CAMBRIDGE, Mass. — The heartbreaking scenes on the southern border seem a world away from recent presidential pardons. Sobbing children and bereft parents have nothing in common with Joe Arpaio, Dinesh D’Souza and, most recently, the Oregon ranchers Dwight Hammond and his son, Steven, who had been convicted of arson in 2016 and whom President Trump pardoned on Tuesday. Yet both come down to a relationship between justice and mercy that has a long history — and a cautionary moral for the president.
Family separation shows justice without mercy. The pardon power displays mercy in the name of justice. The administration cites the biblical injunction to obey the powers that be as one explanation for their zero-tolerance policy on immigration. With regard to immigration, it seems, there can be no discretion. By contrast, presidential pardons show how extensive discretion can be, because the Constitution gives the president “power to grant reprieves and pardons for offences against the United States, except in case of impeachment.”
Most Enlightenment thinkers were uneasy about the pardoning power. The two greatest oracles for the Constitution’s framers, the French philosopher Montesquieu and the English lawyer William Blackstone, both attacked it. “Clemency is the characteristic of monarchs,” wrote Montesquieu, who thought it inappropriate in republics. Blackstone was adamant. “In democracies,” he thundered, “this power of pardon can never subsist.” Contemporary reformers like Cesare Beccaria and Jeremy Bentham were just as skeptical about pardons. So was Immanuel Kant, for whom it was one of the slipperiest rights of the sovereign, a majestic encouragement to injustice.
Eighteenth-century Europeans didn’t have to look far to find examples to prove their case. At his trial for treason in January 1649, King Charles I of England had denied the authority of the court set up by Parliament on the grounds that “no earthly power can justly call me (who am your King) in question as a delinquent.” Yet the court insisted on its authority to try him and he was convicted of “a wicked design to erect and uphold in himself an unlimited and tyrannical power to rule according to his will.” In the later 17th century, Parliament proceeded to crimp the royal prerogative until little residue of an absolute monarch’s godlike capacity remained in the hands of George III.
In this sense the American Constitution actually pushed back against Europe’s anti-monarchical movement. The framers argued that “without an easy access to exceptions in favor of unfortunate guilt, justice would wear a countenance too sanguinary and cruel,” as Alexander Hamilton argued in Federalist No. 74. This was particularly true in “season of insurrection or rebellion,” Hamilton continued, “when a well-timed offer of pardon to the insurgents or rebels may restore the tranquillity of the commonwealth.”

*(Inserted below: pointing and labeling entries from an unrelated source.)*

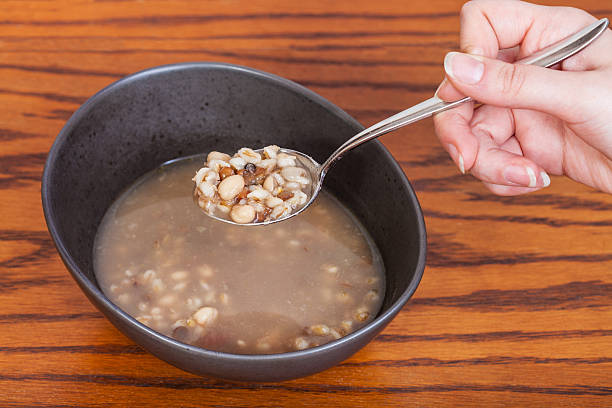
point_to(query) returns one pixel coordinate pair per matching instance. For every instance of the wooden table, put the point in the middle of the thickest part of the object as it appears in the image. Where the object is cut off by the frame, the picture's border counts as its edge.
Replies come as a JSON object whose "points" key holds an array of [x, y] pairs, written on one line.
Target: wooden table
{"points": [[515, 306]]}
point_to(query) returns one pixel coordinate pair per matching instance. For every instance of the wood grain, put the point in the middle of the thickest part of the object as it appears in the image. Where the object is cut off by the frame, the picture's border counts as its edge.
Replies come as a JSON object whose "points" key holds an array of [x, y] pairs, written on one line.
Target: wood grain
{"points": [[515, 306]]}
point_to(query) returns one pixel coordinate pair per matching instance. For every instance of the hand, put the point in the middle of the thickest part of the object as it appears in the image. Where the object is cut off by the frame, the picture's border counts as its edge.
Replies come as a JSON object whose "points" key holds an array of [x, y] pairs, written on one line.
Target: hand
{"points": [[534, 121]]}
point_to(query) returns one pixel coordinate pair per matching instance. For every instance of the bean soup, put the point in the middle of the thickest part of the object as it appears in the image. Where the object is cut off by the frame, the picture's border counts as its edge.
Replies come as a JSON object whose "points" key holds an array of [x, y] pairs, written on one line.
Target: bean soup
{"points": [[272, 289]]}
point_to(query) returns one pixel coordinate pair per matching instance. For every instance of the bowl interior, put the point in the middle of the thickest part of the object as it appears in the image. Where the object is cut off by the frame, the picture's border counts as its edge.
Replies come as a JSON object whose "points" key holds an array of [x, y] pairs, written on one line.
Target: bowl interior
{"points": [[140, 122]]}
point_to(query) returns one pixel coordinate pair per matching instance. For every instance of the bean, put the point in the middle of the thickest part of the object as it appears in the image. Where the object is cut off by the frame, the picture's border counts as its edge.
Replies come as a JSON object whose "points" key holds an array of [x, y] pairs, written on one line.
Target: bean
{"points": [[243, 194], [249, 155], [230, 187], [273, 201], [319, 330], [269, 183], [242, 214], [217, 156], [250, 167], [293, 173], [226, 172], [285, 195], [237, 163], [205, 315]]}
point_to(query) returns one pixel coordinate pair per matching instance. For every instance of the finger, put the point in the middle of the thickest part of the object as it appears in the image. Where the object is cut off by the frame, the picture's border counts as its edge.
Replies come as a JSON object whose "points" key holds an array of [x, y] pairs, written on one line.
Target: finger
{"points": [[502, 84], [494, 122], [490, 25], [487, 27], [454, 132], [504, 165], [508, 190]]}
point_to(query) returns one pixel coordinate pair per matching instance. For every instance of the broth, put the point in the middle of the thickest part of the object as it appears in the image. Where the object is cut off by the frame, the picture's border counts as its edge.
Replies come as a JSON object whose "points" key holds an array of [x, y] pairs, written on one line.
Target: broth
{"points": [[248, 290]]}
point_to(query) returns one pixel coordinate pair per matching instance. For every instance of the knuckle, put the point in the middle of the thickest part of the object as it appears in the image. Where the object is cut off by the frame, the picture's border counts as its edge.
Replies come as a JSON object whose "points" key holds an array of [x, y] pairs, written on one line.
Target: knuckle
{"points": [[511, 79]]}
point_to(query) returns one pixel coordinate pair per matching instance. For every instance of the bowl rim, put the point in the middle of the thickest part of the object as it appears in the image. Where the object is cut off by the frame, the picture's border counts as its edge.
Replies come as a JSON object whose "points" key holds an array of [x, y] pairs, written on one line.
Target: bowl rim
{"points": [[91, 289]]}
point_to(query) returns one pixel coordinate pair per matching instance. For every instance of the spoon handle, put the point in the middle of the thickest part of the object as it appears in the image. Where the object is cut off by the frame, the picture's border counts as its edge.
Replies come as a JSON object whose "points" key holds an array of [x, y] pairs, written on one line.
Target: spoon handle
{"points": [[546, 57]]}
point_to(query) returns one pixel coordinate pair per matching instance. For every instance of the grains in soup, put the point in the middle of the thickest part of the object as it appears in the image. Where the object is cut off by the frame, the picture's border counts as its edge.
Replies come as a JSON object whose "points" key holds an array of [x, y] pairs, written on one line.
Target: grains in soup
{"points": [[252, 186], [257, 290]]}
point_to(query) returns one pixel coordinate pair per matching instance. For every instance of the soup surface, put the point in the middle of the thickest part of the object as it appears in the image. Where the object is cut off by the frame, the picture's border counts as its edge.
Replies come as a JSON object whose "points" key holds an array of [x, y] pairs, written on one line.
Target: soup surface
{"points": [[248, 290]]}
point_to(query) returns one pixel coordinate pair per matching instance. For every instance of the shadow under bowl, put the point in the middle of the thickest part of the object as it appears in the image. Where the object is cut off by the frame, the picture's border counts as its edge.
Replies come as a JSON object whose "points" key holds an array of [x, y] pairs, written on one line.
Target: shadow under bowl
{"points": [[139, 122]]}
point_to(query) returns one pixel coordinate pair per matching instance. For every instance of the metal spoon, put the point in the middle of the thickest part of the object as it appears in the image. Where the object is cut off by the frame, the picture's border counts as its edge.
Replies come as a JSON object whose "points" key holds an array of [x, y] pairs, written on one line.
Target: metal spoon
{"points": [[546, 57]]}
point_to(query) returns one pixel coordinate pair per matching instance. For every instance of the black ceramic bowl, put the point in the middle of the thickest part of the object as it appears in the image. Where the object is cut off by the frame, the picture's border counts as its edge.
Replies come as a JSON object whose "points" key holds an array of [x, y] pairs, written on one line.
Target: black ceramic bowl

With the ratification of the Constitution, George Washington received an array of powers many European monarchs might have envied. The president could veto legislation — something no British monarch had done since 1707. He was commander in chief of the armed forces; 1743 was the last time a British king had led an army, at the Battle of Dettingen. And after 1789, the French revolutionaries abolished the pardoning power that America’s elective monarch now retained.
Washington wielded his pardon power for the first time to reprieve insurgents in the Whiskey Rebellion in 1795, “to mingle in the operations of government every degree of moderation and tenderness which the national justice, dignity, and safety may permit.” Abraham Lincoln and Andrew Johnson later pardoned rebels during and after the Civil War. In this way, mercy tempered justice, to justify importing kingly clemency into the republic.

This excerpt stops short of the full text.